Well Excuuuse Me

Well Excuuuse Me

I went with that famous Steve Martin line as the title of this strip because that is how I feel lately whenever I see anyone dunking on the millions of Americans who have simply been trying to act morally in the face of an authoritarian onslaught. There's a whole industry of political consultants and media figures making hay by relentlessly scolding Dems (and random people online who get conflated with Dems) for causing all of this, while billionaires flagrantly destroy our institutions and Trump voters embrace ever more extreme positions.

The truth is that the right has long been an engine of demonizing liberals, while simultaneously portraying liberals as the scolders and abusers. It's the "Always Blame the Left" strategy: "We can get ever more abusive and scolding and threatening, but if you say anything bad about us at all, then you are the problem."
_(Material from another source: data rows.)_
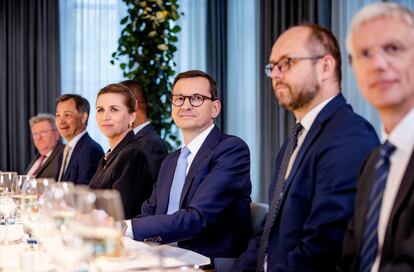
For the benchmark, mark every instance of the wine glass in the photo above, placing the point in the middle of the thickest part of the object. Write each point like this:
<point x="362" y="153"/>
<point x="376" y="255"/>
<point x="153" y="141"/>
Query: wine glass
<point x="6" y="179"/>
<point x="5" y="185"/>
<point x="59" y="203"/>
<point x="7" y="209"/>
<point x="44" y="185"/>
<point x="103" y="230"/>
<point x="24" y="192"/>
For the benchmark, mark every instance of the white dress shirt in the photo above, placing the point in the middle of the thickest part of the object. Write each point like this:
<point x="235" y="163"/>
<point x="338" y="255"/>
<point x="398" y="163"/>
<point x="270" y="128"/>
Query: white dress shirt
<point x="194" y="146"/>
<point x="72" y="143"/>
<point x="306" y="123"/>
<point x="402" y="137"/>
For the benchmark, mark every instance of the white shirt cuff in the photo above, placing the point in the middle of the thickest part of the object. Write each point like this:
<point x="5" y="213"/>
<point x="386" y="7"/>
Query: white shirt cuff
<point x="128" y="231"/>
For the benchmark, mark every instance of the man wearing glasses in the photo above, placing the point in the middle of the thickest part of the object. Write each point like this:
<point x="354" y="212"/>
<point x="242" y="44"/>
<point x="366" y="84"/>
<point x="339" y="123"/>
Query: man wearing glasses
<point x="201" y="200"/>
<point x="49" y="147"/>
<point x="312" y="191"/>
<point x="380" y="42"/>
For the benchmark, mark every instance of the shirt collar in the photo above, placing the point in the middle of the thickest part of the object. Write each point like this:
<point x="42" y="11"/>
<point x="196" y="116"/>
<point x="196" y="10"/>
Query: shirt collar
<point x="139" y="127"/>
<point x="309" y="117"/>
<point x="72" y="143"/>
<point x="196" y="143"/>
<point x="402" y="136"/>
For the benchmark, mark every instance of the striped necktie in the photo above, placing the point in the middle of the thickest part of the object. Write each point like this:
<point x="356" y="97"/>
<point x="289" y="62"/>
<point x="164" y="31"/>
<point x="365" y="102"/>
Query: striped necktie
<point x="178" y="181"/>
<point x="64" y="161"/>
<point x="39" y="166"/>
<point x="370" y="233"/>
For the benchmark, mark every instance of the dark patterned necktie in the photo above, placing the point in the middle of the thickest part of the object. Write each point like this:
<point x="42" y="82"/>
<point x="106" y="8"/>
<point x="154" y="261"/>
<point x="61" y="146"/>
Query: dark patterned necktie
<point x="370" y="234"/>
<point x="39" y="166"/>
<point x="277" y="196"/>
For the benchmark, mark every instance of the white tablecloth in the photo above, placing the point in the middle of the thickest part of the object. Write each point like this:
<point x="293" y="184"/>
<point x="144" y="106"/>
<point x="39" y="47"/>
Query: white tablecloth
<point x="18" y="256"/>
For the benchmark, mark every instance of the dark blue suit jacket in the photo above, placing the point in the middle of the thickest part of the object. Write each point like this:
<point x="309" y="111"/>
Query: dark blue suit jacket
<point x="318" y="201"/>
<point x="153" y="147"/>
<point x="83" y="161"/>
<point x="214" y="217"/>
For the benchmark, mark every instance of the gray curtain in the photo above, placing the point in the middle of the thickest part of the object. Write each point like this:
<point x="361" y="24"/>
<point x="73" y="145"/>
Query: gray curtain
<point x="217" y="50"/>
<point x="29" y="74"/>
<point x="276" y="123"/>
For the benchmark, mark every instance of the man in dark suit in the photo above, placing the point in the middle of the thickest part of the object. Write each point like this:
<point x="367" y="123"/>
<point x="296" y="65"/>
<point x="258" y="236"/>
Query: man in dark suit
<point x="81" y="154"/>
<point x="149" y="140"/>
<point x="313" y="188"/>
<point x="380" y="237"/>
<point x="201" y="200"/>
<point x="49" y="147"/>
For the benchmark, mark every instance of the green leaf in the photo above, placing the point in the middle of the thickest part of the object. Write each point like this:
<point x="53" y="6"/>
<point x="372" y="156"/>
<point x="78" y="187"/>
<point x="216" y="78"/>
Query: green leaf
<point x="176" y="29"/>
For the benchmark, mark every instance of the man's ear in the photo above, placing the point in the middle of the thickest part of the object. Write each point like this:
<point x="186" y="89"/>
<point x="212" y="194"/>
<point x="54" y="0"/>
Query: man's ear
<point x="84" y="118"/>
<point x="328" y="67"/>
<point x="216" y="108"/>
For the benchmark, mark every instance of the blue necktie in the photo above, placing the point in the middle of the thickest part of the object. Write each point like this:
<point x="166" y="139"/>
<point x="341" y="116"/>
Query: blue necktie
<point x="370" y="234"/>
<point x="178" y="181"/>
<point x="277" y="196"/>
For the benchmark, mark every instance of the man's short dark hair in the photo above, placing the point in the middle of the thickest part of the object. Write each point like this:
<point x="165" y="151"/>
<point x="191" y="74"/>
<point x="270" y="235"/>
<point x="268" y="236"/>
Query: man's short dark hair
<point x="82" y="105"/>
<point x="322" y="37"/>
<point x="41" y="117"/>
<point x="198" y="73"/>
<point x="139" y="92"/>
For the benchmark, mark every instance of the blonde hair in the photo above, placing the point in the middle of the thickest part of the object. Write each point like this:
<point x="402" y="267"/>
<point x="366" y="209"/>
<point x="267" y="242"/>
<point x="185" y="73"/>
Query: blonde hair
<point x="374" y="11"/>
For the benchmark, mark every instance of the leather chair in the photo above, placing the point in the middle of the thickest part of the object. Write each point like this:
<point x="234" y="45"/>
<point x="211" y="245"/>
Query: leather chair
<point x="258" y="212"/>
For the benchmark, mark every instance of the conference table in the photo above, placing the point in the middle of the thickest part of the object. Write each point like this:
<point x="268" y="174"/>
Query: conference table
<point x="21" y="254"/>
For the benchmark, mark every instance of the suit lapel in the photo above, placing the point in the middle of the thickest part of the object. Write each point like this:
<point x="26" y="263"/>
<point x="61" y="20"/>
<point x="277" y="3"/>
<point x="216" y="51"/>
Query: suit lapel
<point x="211" y="140"/>
<point x="32" y="162"/>
<point x="366" y="181"/>
<point x="114" y="153"/>
<point x="144" y="130"/>
<point x="324" y="115"/>
<point x="405" y="191"/>
<point x="52" y="156"/>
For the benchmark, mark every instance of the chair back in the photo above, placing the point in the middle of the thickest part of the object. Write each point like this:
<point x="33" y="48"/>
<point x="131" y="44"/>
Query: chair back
<point x="258" y="212"/>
Now, in normal times -- which these aren't -- it sometimes makes sense for prominent political figures to temper their words when dealing with terrible people and ideas. But everything changes when half the country is getting almost all their "news" from coordinated authoritarian sources such as Fox. Actual real-world events become increasingly irrelevant, and the pro-democracy opposition -- who lack such a huge media apparatus, and are burdened by reliance on science and evidence rather than just making everything up -- literally lose agency, or the ability to cause anything. They are mostly defined by this authoritarian media machine, which has no problem cherry-picking and distorting what people on "the left" have said or done.

And so it becomes a self-defeating doom loop, this attempt to solve the problem of fascism by insulting the very people trying to fight it. The idea that if "the left" just stopped saying x, y, or z then the right would stop getting more extreme and politics would go back to normal again is just completely absurd. Now, don't get me wrong: I am all about effective framing and persuasion, and I sometimes see activists being unstrategic. But I'm not about to abandon my moral principles or adherence to the scientific method.

Here's a cartoon from the 2008 presidential race, in which we saw some of this old familiar playbook. A number of well-heeled columnists tried to pin the "elitist" label on Obama, including one notorious NYT writer who thought Obama looked awkward "purchasing Utz Cheese Balls at a ShopRite." I grew up in the land of Utz cheese balls, and though I am partial to the Utz brand, I think this sort of commentary is idiotic and unfortunate.